Managing Slowly Changing Dimension with Slow Changing Transformation in SSIS

Introduction

As a data warehouse expert or as an ETL developer you will often come across scenarios in which you need to maintain and manage slowly changing dimensions. There are multiple ways to implement that in SQL Server and the easiest of those is using Slowly Changing Dimension Transformation in the data flow task of SSIS packages.

In this article I am going to provide you the steps and guidance needed to manage Slowly Changing Dimension with Slowly Changing Dimension Transformation in data flow task with an example.

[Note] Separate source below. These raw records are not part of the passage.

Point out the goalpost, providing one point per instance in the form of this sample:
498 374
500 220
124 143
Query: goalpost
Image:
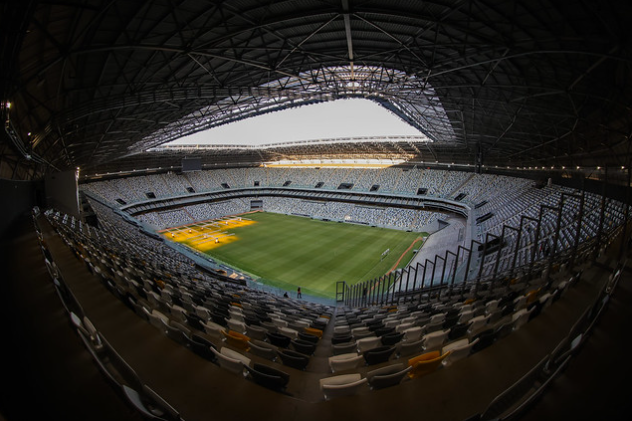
385 253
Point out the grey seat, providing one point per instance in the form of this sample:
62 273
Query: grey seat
390 375
263 349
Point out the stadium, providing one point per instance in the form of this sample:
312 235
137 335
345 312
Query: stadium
476 270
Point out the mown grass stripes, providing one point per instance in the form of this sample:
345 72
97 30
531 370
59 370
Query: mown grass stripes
290 251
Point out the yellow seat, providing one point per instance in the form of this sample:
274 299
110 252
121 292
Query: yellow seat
532 295
313 331
237 340
425 363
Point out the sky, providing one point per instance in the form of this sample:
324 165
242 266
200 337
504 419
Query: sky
334 119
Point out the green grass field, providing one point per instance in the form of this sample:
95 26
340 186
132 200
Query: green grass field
290 251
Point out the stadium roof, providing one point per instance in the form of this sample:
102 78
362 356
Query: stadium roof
530 83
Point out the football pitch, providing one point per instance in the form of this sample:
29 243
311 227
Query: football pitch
291 251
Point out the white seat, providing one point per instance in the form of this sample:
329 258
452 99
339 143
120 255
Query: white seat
435 340
466 316
212 329
437 318
360 331
459 350
365 344
234 365
345 362
342 329
235 355
520 318
412 334
343 385
491 306
520 302
236 325
477 323
546 300
403 326
292 333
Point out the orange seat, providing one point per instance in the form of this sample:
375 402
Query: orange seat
425 363
532 295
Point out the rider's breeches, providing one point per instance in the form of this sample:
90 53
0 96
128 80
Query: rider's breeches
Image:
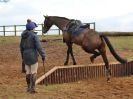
31 69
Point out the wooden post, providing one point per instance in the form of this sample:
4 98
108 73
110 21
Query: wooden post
42 29
94 26
15 30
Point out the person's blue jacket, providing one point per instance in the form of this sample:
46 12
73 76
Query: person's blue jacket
30 46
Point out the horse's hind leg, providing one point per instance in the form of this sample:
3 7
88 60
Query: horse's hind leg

Understanding the Slowly Changing Dimension Scenario

Dimension is a term in data management and data warehousing. It’s the logical groupings of data such as geographical location, customer or product information. With Slowly Changing Dimensions (SCDs), data changes slowly rather than changing on a time-based, regular schedule. ~Wikipedia

There are different types of slowly changing dimensions:

  • SCD Type 0 (Fixed) – This type is the least frequently used as this type does not accept changes and is fixed after first time insertion; it means once written, the value does not get overwritten.
  • SCD Type 1 (Changing) – In this type, if the data is getting changed it gets overwritten with the new value.

    For example consider this example:

    SupplierCode

    SupplierName

    Address

    S0000001

    ABC Company

    USA

    S0000002

    XYZ Corporation

    USA

    If the name of the supplier changes over time, as you can see in the change in SupplierName below, the record will be updated. This looks pretty simple to implement, though it does not have history to keep track on.

    SupplierCode

    SupplierName

    Address

    S0000001

    ABC Company Ltd.

    USA

    S0000002

    XYZ Corporation

    USA

  • SCD Type 2 (Historical) – In this type, if the data is changed it gets saved in a new record and the previous record with the previous value is marked as outdated.

    SupplierCode

    SupplierName

    Address

    EffectiveDate

    Expiration Date

    S0000001

    ABC Company

    USA

    3/2/2013

    3/2/2013

    S0000002

    XYZ Corporation

    USA

    3/2/2013

    S0000001

    ABC Company Ltd.

    USA

    3/3/2013

    To maintain SCD type 2, different people take different approaches. For example, one approach is to add effective and expiration dates to indicate a time period during which the record was active. If the expiration date is NULL it indicates the current active record. Another approach is to add one column to indicate the current active record. Normally people use the first approach or a combination of both.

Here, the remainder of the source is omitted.